Today's news on the Iran negotiations front good for those less than eager for full-scale war over there:

A demand by the United States, France, Britain and Germany that Iran commit to a prolonged freeze on uranium enrichment has been softened to require only suspension during talks on an offer made by six countries Tuesday in a bid to defuse the standoff over Tehran's nuclear program, the diplomats said.

EU foreign policy chief Javier Solana said the Islamic republic would have to stop enriching uranium during negotiations but could resume after a deal was struck.

And while all the details of last week's incentives offer to Iran have not been made officially public,

some of the offer's contents have been leaked, revealed major concessions by the United States including an offer to join key European nations in providing some nuclear technology to Tehran if it stops enriching uranium, diplomats say.
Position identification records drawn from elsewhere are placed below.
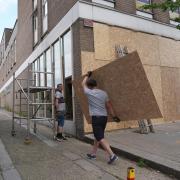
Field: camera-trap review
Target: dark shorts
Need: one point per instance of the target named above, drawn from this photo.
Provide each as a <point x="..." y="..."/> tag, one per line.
<point x="60" y="119"/>
<point x="99" y="125"/>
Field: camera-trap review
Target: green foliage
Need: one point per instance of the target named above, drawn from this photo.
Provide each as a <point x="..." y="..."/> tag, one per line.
<point x="167" y="5"/>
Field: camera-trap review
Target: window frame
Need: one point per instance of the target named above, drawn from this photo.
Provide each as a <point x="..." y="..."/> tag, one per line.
<point x="144" y="13"/>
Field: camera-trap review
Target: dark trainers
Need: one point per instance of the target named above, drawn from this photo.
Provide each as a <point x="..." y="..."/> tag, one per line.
<point x="91" y="156"/>
<point x="63" y="138"/>
<point x="58" y="138"/>
<point x="112" y="159"/>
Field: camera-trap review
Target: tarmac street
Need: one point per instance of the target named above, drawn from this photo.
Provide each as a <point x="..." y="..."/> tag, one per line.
<point x="50" y="160"/>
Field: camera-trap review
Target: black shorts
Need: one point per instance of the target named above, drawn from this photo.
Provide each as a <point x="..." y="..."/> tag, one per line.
<point x="99" y="125"/>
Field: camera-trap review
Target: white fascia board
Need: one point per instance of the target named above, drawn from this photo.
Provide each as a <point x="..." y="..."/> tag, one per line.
<point x="134" y="22"/>
<point x="100" y="14"/>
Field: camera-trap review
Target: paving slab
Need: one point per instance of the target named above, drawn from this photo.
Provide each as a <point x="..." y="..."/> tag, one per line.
<point x="161" y="150"/>
<point x="64" y="160"/>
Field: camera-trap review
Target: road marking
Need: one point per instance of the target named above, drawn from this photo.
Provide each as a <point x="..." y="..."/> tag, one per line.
<point x="8" y="170"/>
<point x="47" y="141"/>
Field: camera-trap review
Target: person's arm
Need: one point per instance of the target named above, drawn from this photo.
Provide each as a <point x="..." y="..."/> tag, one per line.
<point x="56" y="103"/>
<point x="88" y="75"/>
<point x="84" y="82"/>
<point x="111" y="111"/>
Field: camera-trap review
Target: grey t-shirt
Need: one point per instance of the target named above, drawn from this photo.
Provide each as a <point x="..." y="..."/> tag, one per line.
<point x="97" y="101"/>
<point x="61" y="103"/>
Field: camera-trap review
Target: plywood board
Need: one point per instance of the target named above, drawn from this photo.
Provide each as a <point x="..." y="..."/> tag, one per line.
<point x="154" y="76"/>
<point x="128" y="88"/>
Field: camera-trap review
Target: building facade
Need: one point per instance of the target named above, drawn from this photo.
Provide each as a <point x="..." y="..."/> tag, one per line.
<point x="72" y="37"/>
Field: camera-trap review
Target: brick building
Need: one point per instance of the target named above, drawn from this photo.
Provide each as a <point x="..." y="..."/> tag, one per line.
<point x="72" y="37"/>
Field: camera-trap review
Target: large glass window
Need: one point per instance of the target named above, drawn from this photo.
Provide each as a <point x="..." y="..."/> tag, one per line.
<point x="67" y="64"/>
<point x="67" y="55"/>
<point x="109" y="3"/>
<point x="57" y="63"/>
<point x="34" y="4"/>
<point x="143" y="12"/>
<point x="44" y="15"/>
<point x="174" y="15"/>
<point x="35" y="28"/>
<point x="48" y="67"/>
<point x="36" y="75"/>
<point x="42" y="69"/>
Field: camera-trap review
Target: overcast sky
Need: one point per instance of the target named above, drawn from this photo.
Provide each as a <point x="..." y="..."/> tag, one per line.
<point x="8" y="14"/>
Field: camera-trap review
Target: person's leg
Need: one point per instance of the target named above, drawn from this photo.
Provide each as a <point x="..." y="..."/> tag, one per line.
<point x="106" y="146"/>
<point x="60" y="125"/>
<point x="95" y="147"/>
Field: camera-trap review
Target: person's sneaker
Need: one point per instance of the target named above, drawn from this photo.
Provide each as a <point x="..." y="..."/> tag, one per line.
<point x="112" y="159"/>
<point x="63" y="138"/>
<point x="91" y="156"/>
<point x="58" y="137"/>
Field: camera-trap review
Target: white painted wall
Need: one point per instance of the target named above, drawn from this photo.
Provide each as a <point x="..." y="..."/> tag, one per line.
<point x="100" y="14"/>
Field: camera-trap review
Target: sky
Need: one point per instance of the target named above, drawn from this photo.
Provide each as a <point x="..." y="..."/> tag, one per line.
<point x="8" y="14"/>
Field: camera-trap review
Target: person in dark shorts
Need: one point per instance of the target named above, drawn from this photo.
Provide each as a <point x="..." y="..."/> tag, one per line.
<point x="60" y="111"/>
<point x="99" y="106"/>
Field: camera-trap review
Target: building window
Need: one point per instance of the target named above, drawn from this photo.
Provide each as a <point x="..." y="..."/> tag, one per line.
<point x="57" y="63"/>
<point x="42" y="69"/>
<point x="66" y="43"/>
<point x="48" y="67"/>
<point x="44" y="15"/>
<point x="35" y="28"/>
<point x="14" y="51"/>
<point x="34" y="4"/>
<point x="174" y="15"/>
<point x="109" y="3"/>
<point x="36" y="75"/>
<point x="142" y="12"/>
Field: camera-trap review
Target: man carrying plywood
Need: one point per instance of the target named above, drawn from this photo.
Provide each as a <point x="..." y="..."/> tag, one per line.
<point x="99" y="106"/>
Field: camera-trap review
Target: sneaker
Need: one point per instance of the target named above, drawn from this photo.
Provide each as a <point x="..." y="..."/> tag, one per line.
<point x="58" y="139"/>
<point x="112" y="159"/>
<point x="91" y="156"/>
<point x="63" y="138"/>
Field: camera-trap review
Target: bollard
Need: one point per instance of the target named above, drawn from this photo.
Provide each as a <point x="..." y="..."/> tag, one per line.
<point x="130" y="173"/>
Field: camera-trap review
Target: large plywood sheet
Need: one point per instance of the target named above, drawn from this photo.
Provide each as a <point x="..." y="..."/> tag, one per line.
<point x="126" y="83"/>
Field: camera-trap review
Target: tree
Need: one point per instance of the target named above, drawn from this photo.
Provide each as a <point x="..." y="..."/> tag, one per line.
<point x="166" y="5"/>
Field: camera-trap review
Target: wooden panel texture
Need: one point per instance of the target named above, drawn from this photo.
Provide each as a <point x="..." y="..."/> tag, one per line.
<point x="128" y="88"/>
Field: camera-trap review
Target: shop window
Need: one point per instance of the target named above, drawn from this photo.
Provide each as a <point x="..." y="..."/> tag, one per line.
<point x="57" y="63"/>
<point x="109" y="3"/>
<point x="44" y="15"/>
<point x="35" y="28"/>
<point x="34" y="4"/>
<point x="67" y="66"/>
<point x="48" y="67"/>
<point x="174" y="15"/>
<point x="42" y="70"/>
<point x="142" y="12"/>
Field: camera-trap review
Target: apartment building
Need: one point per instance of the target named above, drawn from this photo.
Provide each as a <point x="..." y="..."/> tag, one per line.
<point x="72" y="37"/>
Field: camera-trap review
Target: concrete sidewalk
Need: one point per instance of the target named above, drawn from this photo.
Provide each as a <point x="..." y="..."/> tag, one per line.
<point x="46" y="159"/>
<point x="160" y="150"/>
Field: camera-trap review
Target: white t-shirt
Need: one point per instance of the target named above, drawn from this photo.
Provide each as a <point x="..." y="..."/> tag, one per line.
<point x="61" y="102"/>
<point x="97" y="101"/>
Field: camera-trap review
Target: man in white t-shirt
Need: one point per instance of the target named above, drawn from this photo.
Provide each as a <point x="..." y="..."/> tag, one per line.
<point x="60" y="111"/>
<point x="99" y="107"/>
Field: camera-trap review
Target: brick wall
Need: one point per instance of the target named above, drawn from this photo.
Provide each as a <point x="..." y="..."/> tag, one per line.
<point x="24" y="38"/>
<point x="159" y="15"/>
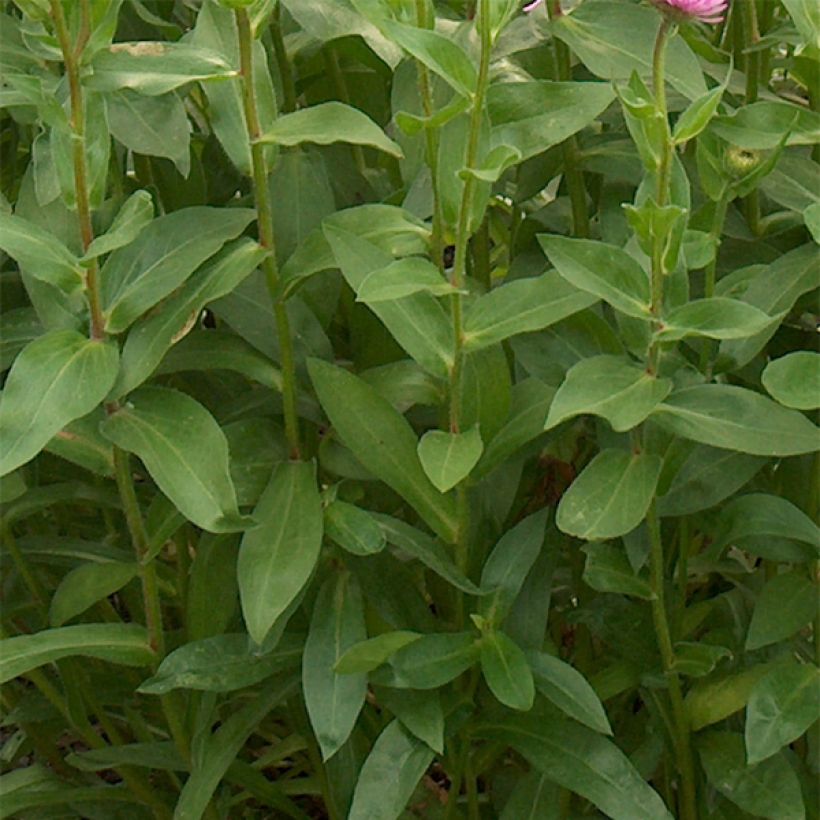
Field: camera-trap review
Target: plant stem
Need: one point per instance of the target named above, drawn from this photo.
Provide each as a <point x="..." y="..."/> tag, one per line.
<point x="77" y="122"/>
<point x="264" y="221"/>
<point x="572" y="173"/>
<point x="681" y="738"/>
<point x="431" y="138"/>
<point x="282" y="62"/>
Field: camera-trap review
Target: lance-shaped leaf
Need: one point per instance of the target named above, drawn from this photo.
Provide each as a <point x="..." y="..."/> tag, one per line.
<point x="520" y="307"/>
<point x="403" y="278"/>
<point x="353" y="529"/>
<point x="533" y="116"/>
<point x="125" y="644"/>
<point x="152" y="336"/>
<point x="569" y="690"/>
<point x="382" y="440"/>
<point x="184" y="450"/>
<point x="85" y="585"/>
<point x="440" y="53"/>
<point x="222" y="663"/>
<point x="40" y="253"/>
<point x="333" y="700"/>
<point x="55" y="379"/>
<point x="782" y="706"/>
<point x="155" y="67"/>
<point x="418" y="322"/>
<point x="506" y="671"/>
<point x="611" y="387"/>
<point x="136" y="212"/>
<point x="163" y="256"/>
<point x="734" y="418"/>
<point x="794" y="379"/>
<point x="327" y="123"/>
<point x="507" y="567"/>
<point x="716" y="318"/>
<point x="277" y="557"/>
<point x="769" y="789"/>
<point x="390" y="775"/>
<point x="582" y="761"/>
<point x="447" y="458"/>
<point x="607" y="271"/>
<point x="611" y="496"/>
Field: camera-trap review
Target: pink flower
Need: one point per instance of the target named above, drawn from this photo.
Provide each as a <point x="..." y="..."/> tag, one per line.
<point x="707" y="11"/>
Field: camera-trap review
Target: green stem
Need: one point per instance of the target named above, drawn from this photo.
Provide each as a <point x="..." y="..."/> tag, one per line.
<point x="681" y="737"/>
<point x="431" y="138"/>
<point x="283" y="63"/>
<point x="572" y="173"/>
<point x="264" y="221"/>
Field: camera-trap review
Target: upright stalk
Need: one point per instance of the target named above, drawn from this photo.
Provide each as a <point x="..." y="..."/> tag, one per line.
<point x="459" y="273"/>
<point x="431" y="138"/>
<point x="264" y="221"/>
<point x="681" y="732"/>
<point x="572" y="173"/>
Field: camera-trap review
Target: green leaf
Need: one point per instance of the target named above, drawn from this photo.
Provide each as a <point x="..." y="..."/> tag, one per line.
<point x="794" y="379"/>
<point x="607" y="569"/>
<point x="613" y="39"/>
<point x="520" y="307"/>
<point x="440" y="53"/>
<point x="418" y="322"/>
<point x="698" y="659"/>
<point x="448" y="458"/>
<point x="434" y="660"/>
<point x="716" y="318"/>
<point x="163" y="256"/>
<point x="152" y="336"/>
<point x="85" y="585"/>
<point x="611" y="496"/>
<point x="507" y="567"/>
<point x="154" y="67"/>
<point x="506" y="671"/>
<point x="403" y="278"/>
<point x="569" y="690"/>
<point x="125" y="644"/>
<point x="277" y="557"/>
<point x="612" y="387"/>
<point x="759" y="515"/>
<point x="714" y="700"/>
<point x="783" y="705"/>
<point x="427" y="550"/>
<point x="534" y="797"/>
<point x="222" y="663"/>
<point x="382" y="440"/>
<point x="706" y="478"/>
<point x="41" y="253"/>
<point x="184" y="450"/>
<point x="606" y="271"/>
<point x="533" y="116"/>
<point x="419" y="712"/>
<point x="219" y="749"/>
<point x="390" y="775"/>
<point x="327" y="123"/>
<point x="582" y="761"/>
<point x="773" y="620"/>
<point x="334" y="700"/>
<point x="136" y="212"/>
<point x="55" y="379"/>
<point x="368" y="655"/>
<point x="353" y="529"/>
<point x="770" y="789"/>
<point x="698" y="115"/>
<point x="734" y="418"/>
<point x="154" y="126"/>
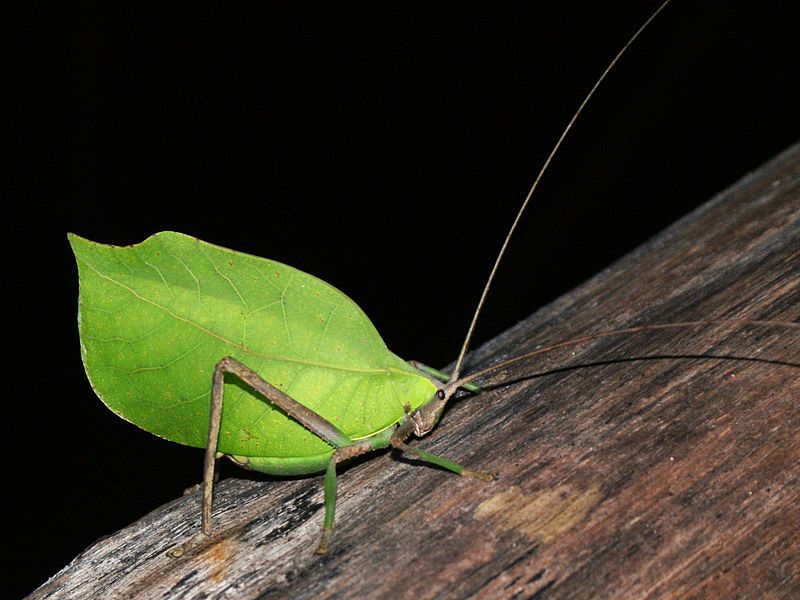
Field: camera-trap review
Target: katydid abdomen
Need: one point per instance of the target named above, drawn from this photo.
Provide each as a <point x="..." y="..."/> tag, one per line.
<point x="156" y="317"/>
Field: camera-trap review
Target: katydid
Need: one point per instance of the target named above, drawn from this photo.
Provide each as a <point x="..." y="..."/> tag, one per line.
<point x="163" y="322"/>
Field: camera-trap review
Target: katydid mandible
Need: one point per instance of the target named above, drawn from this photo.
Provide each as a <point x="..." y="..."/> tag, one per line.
<point x="165" y="321"/>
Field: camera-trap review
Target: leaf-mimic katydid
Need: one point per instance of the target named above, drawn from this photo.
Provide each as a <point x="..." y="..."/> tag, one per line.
<point x="309" y="381"/>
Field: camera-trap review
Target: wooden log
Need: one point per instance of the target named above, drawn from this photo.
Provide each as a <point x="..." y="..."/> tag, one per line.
<point x="628" y="466"/>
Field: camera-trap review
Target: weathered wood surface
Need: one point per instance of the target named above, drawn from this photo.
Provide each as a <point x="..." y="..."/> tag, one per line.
<point x="676" y="477"/>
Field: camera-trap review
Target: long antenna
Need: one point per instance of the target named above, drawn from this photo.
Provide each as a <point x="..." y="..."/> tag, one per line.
<point x="460" y="361"/>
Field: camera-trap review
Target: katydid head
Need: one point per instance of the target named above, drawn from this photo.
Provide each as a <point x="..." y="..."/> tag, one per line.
<point x="427" y="416"/>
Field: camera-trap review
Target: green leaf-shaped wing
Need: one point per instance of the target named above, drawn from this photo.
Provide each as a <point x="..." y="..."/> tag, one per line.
<point x="156" y="317"/>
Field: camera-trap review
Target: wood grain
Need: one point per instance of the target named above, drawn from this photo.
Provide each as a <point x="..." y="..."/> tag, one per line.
<point x="628" y="467"/>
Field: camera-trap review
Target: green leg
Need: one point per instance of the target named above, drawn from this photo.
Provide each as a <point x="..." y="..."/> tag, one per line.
<point x="442" y="376"/>
<point x="330" y="506"/>
<point x="440" y="461"/>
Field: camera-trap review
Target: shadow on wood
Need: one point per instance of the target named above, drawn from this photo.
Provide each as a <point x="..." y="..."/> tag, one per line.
<point x="619" y="474"/>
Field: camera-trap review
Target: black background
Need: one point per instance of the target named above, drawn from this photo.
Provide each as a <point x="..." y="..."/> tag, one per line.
<point x="383" y="148"/>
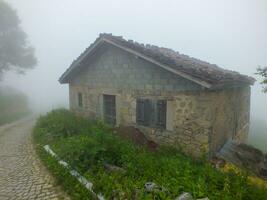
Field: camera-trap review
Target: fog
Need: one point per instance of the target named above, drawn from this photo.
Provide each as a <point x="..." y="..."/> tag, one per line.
<point x="231" y="34"/>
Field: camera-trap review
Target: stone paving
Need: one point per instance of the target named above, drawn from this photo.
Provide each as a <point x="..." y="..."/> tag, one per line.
<point x="22" y="175"/>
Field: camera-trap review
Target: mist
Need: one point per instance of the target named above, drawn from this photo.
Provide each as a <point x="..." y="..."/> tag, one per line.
<point x="231" y="34"/>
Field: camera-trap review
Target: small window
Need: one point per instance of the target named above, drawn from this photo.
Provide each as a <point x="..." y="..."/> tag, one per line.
<point x="151" y="113"/>
<point x="143" y="111"/>
<point x="80" y="99"/>
<point x="161" y="114"/>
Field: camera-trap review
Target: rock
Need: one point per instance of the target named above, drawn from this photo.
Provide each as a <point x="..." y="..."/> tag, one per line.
<point x="113" y="168"/>
<point x="150" y="186"/>
<point x="185" y="196"/>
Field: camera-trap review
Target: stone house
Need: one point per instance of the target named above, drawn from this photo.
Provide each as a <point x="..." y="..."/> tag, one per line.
<point x="172" y="98"/>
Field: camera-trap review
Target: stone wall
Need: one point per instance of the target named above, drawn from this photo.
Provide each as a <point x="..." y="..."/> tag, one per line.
<point x="198" y="121"/>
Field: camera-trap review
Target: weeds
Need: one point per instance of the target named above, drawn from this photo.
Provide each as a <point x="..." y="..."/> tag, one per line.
<point x="86" y="145"/>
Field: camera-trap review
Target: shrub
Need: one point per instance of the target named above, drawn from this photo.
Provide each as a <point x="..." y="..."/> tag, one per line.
<point x="89" y="144"/>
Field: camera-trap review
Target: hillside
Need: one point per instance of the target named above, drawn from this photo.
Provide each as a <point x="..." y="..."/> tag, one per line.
<point x="258" y="134"/>
<point x="13" y="105"/>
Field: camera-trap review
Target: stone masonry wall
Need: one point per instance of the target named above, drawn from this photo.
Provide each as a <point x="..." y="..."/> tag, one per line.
<point x="195" y="119"/>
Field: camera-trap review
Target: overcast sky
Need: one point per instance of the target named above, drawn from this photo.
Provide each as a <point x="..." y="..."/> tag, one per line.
<point x="231" y="34"/>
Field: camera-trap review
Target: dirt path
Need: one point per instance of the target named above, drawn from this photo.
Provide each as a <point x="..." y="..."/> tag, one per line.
<point x="22" y="176"/>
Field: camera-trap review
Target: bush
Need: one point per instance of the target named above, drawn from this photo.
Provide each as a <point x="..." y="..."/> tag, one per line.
<point x="87" y="145"/>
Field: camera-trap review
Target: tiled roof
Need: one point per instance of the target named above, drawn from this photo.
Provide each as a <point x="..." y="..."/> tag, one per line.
<point x="195" y="68"/>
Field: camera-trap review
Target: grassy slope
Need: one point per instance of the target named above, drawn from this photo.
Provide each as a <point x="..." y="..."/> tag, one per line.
<point x="87" y="145"/>
<point x="258" y="134"/>
<point x="12" y="107"/>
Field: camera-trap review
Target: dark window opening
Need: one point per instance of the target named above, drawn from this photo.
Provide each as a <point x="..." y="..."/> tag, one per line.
<point x="80" y="99"/>
<point x="143" y="110"/>
<point x="151" y="113"/>
<point x="109" y="109"/>
<point x="161" y="114"/>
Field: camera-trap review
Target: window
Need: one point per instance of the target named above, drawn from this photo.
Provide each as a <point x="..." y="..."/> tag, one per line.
<point x="151" y="113"/>
<point x="80" y="99"/>
<point x="143" y="110"/>
<point x="161" y="114"/>
<point x="109" y="109"/>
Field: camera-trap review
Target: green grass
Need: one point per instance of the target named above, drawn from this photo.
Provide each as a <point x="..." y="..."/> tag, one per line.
<point x="86" y="145"/>
<point x="258" y="134"/>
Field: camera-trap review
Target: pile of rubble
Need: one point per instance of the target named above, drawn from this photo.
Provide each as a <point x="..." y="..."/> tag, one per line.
<point x="246" y="157"/>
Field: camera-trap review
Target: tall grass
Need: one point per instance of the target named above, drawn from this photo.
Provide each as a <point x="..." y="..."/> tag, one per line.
<point x="13" y="106"/>
<point x="87" y="145"/>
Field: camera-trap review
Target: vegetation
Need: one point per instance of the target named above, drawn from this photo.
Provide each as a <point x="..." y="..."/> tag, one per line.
<point x="13" y="106"/>
<point x="258" y="134"/>
<point x="15" y="53"/>
<point x="263" y="72"/>
<point x="88" y="145"/>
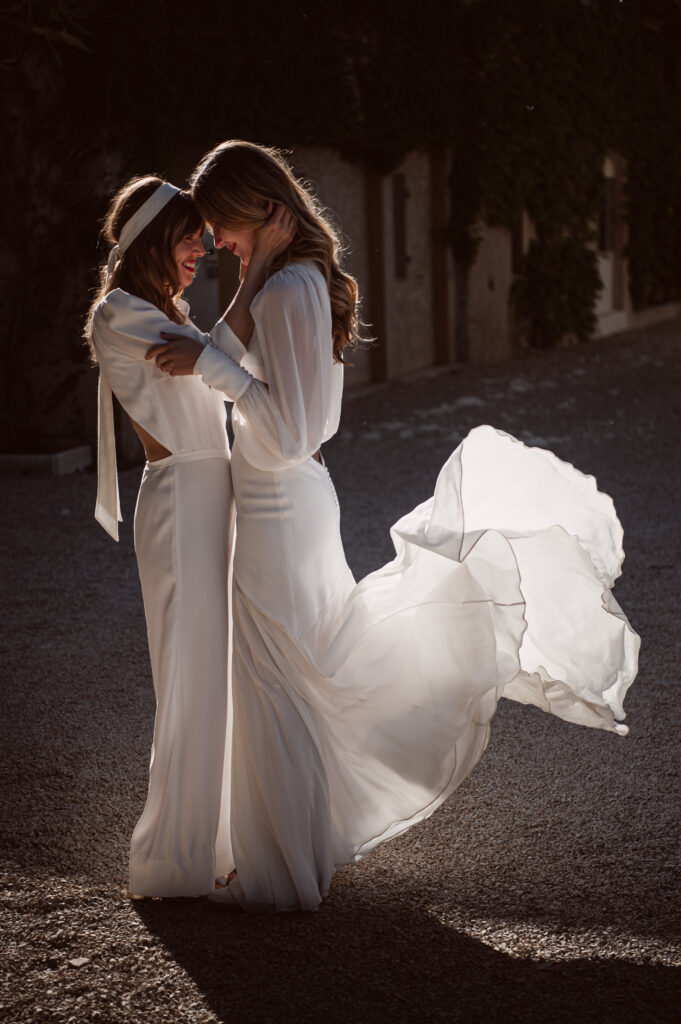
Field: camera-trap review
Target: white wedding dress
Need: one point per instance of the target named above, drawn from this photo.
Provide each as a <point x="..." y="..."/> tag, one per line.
<point x="359" y="708"/>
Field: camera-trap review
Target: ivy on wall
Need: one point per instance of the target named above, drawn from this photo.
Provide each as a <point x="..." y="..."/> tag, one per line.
<point x="528" y="97"/>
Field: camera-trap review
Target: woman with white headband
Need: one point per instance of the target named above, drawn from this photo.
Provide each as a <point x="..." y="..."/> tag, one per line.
<point x="358" y="709"/>
<point x="182" y="520"/>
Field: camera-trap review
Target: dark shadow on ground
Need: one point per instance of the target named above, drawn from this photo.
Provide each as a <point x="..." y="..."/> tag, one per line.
<point x="359" y="961"/>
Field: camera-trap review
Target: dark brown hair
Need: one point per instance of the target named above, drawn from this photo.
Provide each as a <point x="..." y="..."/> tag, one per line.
<point x="233" y="185"/>
<point x="147" y="267"/>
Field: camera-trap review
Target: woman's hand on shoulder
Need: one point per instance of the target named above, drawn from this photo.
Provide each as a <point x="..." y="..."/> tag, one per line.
<point x="177" y="355"/>
<point x="275" y="235"/>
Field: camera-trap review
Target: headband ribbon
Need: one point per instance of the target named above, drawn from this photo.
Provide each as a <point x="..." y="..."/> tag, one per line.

Providing additional details, a diplomat said Wednesday that the package dangles the prospect of lifting an embargo on airplane parts and planes, letting Iran replenish its aging civilian fleet of Boeing and other planes.

I suspect that as long as the regime there remains unchanged and the threat of the 12th Imam looms, there will be loud and influential voices in America calling for a takedown of Tehran. But right this minute, a path to a face-saving settlement is visible. I wrote last week on the incentives for and against war in Iran.